En 1958, il avait exposé au Club des Quatre-Vents, ce qui l’a fait connaître des peintres de l’École de Paris, comme Jean de Maisonseul et cela lui attire en outre l’amitié d’un cercle de poètes qui deviennent vite ses compagnons de route : Jean Sénac, Henri Kréa, Jean Rousselot et Youri. La poésie de Jean Sénac constitue une tentative originale de réflexion et de création dans une Algérie nouvelle, qu’il voulait ouverte à toutes les cultures, accueillante aux propositions formelles venues de multiples horizons. Cette ouverture ne pouvait être, à ses yeux, mieux menée que par la jeunesse : 


Jean Sénac

« Poitrine adolescente,

Rempart

Ne vieillis pas

Fête pure

Ne cède pas

Dure »

C’est une rencontre décisive pour Benanteur qui fait naître en lui le désir de « servir la poésie », et de lier ses dessins aux poèmes et textes. Benanteur réalise pour Jean Sénac en 1961 les illustrations de Matinale de mon Peuple ainsi que 13 eaux fortes pour le recueil, Diwan du Môle, en 1969. Et puis la poésie est constante dans sa peinture. Le poète Youri parle de Benanteur : « Magnifiquement seul, à l’écart des groupes et des modes, il invente son espace, crée son propre temps.. », dans la « Préface à Benanteur », Galerie Claude Lemand, Paris, 1993.

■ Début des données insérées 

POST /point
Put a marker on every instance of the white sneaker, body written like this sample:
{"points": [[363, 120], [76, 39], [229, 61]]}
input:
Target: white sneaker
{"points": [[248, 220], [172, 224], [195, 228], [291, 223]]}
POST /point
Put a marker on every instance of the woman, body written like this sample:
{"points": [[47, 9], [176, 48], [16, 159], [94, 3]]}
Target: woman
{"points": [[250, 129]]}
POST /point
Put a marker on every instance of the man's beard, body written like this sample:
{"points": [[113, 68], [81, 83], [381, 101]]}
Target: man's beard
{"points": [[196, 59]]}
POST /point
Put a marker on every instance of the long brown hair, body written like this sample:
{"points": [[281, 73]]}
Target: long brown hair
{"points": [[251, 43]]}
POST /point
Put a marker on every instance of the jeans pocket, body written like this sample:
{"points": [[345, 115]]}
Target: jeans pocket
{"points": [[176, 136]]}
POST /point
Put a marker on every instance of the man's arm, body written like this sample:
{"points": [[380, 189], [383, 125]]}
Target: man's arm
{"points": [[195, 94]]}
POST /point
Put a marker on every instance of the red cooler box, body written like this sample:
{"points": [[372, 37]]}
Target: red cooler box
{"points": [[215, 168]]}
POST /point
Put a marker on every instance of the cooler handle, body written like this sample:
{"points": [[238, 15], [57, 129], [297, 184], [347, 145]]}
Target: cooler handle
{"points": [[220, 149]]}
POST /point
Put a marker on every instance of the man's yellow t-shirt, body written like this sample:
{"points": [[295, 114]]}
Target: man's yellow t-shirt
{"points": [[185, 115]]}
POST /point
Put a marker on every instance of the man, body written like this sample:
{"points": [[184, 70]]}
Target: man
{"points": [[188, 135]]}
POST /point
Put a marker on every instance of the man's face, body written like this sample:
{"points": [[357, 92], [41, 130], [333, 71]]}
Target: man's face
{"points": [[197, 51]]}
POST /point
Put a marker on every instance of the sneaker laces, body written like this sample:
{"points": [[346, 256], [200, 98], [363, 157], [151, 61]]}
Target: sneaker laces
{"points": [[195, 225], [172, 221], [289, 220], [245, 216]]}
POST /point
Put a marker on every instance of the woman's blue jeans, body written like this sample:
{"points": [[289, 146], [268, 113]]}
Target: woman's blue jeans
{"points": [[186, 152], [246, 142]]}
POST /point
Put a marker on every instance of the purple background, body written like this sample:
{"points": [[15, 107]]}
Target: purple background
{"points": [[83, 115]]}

Ni figurative, au sens où l’image peut se substituer à l’objet peint, ni abstraite, parce que toujours enracinée dans les éléments d’une Algérie profondément observée et sentie, la peinture d’Abdallah Benanteur est riche d’un idéal d’autonomie, et se veut libérée de nombreux codes. Témoin des dures années de la guerre d’Algérie et du déracinement de son créateur, elle apporte une vision de l’Algérie sans filtre, brute et authentique. Il faudrait cependant essayer de ne pas qualifier Benanteur de « peintre algérien », comme il le le souhaite, mais peut-être faudrait-il plutôt le considérer comme le fondateur d’une peinture non figurative, où le signe est primordial. J’aime beaucoup le propos de Marc Hérissé dans Benanteur : Peintures : « Le regard vacille sans cesse, émerveillé, ne sachant discerner l’abstrait du figuré, chaque toile, d’une seconde à l’autre, pouvant susciter une vision nouvelle : ainsi se révèle t-elle multiple, polymorphe, créatrice de mystère, comme toutes les grandes œuvres qui, qu’elles soient dramatiques, symphoniques, poétiques ou littéraires, sont si riches que l’on peut soi-même les déchiffrer et les interpréter de façons diverses ».

 


Pastorale 2, 1991, diptyque, huile sur toile, 146 x 228 cm.